#Getting and Cleaning Data: Course Project ##Introduction
This repository holds the course project from "Getting and Cleaning Data" course, from Coursera.org. The project's primary objective is to use a R script to generate a tidy data set that can then be used for further analysis.
##About the Data Source
The data used in this project was generated as part of an experiment, conducted at Smartlab at the University of Genova, Genoa Italy. The experiment, "Human Activity Recognition Using Smartphones Dataset", was conducted on 30 volunteers within an age bracket of 19-48 years. The volunteers ran through a series of six activites while wearing a Samsung Galaxy II smartphone.
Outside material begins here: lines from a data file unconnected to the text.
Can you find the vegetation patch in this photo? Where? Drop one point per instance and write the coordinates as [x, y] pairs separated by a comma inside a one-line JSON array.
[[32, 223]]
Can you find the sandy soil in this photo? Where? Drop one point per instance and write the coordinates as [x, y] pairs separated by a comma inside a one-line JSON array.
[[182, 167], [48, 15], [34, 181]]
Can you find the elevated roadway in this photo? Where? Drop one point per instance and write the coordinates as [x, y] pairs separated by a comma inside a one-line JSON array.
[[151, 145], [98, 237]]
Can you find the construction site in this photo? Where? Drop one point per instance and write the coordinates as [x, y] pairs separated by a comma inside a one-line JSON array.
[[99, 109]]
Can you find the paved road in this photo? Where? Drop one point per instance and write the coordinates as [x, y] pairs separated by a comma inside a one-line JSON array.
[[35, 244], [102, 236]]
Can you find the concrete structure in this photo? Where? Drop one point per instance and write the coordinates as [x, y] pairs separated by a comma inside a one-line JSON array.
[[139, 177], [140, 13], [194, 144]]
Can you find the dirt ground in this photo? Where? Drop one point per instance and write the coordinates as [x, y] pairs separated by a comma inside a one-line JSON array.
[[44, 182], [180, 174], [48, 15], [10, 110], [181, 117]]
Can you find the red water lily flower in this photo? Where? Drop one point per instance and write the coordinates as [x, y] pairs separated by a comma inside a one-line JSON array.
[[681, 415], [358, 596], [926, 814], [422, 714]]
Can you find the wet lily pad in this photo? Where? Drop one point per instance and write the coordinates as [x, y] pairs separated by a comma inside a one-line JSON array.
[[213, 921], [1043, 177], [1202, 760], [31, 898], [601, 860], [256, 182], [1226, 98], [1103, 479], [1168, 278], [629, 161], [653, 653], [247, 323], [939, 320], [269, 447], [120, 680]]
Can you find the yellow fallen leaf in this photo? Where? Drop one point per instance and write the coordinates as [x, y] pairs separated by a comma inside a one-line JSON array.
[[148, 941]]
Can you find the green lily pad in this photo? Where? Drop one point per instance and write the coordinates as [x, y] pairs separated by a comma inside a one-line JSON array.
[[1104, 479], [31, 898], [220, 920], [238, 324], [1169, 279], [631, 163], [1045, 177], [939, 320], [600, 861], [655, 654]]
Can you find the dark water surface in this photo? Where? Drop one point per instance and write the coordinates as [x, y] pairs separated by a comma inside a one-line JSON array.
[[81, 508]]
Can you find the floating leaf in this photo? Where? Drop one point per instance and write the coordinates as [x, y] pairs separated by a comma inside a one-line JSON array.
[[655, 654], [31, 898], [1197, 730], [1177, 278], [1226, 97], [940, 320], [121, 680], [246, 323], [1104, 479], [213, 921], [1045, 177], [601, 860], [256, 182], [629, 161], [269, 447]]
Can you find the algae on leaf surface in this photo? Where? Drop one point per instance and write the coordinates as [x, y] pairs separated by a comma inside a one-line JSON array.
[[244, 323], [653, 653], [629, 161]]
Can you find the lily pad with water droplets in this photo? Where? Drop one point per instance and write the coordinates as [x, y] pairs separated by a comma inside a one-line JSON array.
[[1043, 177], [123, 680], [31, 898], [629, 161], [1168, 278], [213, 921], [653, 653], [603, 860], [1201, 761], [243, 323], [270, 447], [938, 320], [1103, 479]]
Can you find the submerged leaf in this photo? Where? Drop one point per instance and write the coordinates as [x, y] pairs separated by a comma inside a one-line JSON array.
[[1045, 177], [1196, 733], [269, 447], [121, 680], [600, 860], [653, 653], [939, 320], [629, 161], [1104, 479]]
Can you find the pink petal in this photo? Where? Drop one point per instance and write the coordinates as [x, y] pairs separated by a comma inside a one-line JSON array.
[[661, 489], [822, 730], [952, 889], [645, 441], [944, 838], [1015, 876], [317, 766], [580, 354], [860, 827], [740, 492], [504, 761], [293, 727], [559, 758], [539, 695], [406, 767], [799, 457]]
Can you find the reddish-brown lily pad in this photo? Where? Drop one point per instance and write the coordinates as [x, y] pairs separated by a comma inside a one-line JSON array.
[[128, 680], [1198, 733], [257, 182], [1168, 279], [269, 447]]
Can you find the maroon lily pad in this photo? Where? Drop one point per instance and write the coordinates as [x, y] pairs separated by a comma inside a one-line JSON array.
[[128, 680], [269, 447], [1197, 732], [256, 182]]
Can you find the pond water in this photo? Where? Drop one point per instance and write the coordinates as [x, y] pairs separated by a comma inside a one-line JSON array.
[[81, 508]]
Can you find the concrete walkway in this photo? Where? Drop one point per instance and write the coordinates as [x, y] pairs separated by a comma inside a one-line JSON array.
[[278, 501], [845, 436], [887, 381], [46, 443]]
The smartphone's embedded accelerometer and gyroscope gathered 10,299 measurements against 561 features. Two sets of data were collected, testing and training data.
The data is located in various files:
-
'features_info.txt': Shows information about the variables used on the feature vector.
-
'features.txt': List of all features.
-
'activity_labels.txt': Links the class labels with their activity name.
-
'train/X_train.txt': Training set.
-
'train/y_train.txt': Training labels.
-
'test/X_test.txt': Test set.
-
'test/y_test.txt': Test labels.
The script assumes these files are located in a ./data/UCI\ HAR\ Dataset/ subdirectory from the current working directory.
##run_analysis.R
Run_analysis.R ih will perform the following activities:
- If not currently present, it will create the appropriate ./data subdirectory
- If required, it will download the dataset zip file and unzip the contents into the ./data subdirectory
- Each testing and training file will be read into their own data tables
- Labels will be applied to the data table columns, for each testing and training data table
- All testing and training data will be merged together into a large data table
- The "Activity" field, an integer field by default, will be converted to the text value for each of the 6 Activities
- The feature values / column names will be cleaned up and made more human-readable
- The cleaned up data will be processed, and the attributes' averages(mean) will be calculated
- Finally, the data will be written to a file called "tidy_output.txt"
Note that CodeBook.md has more information about the data.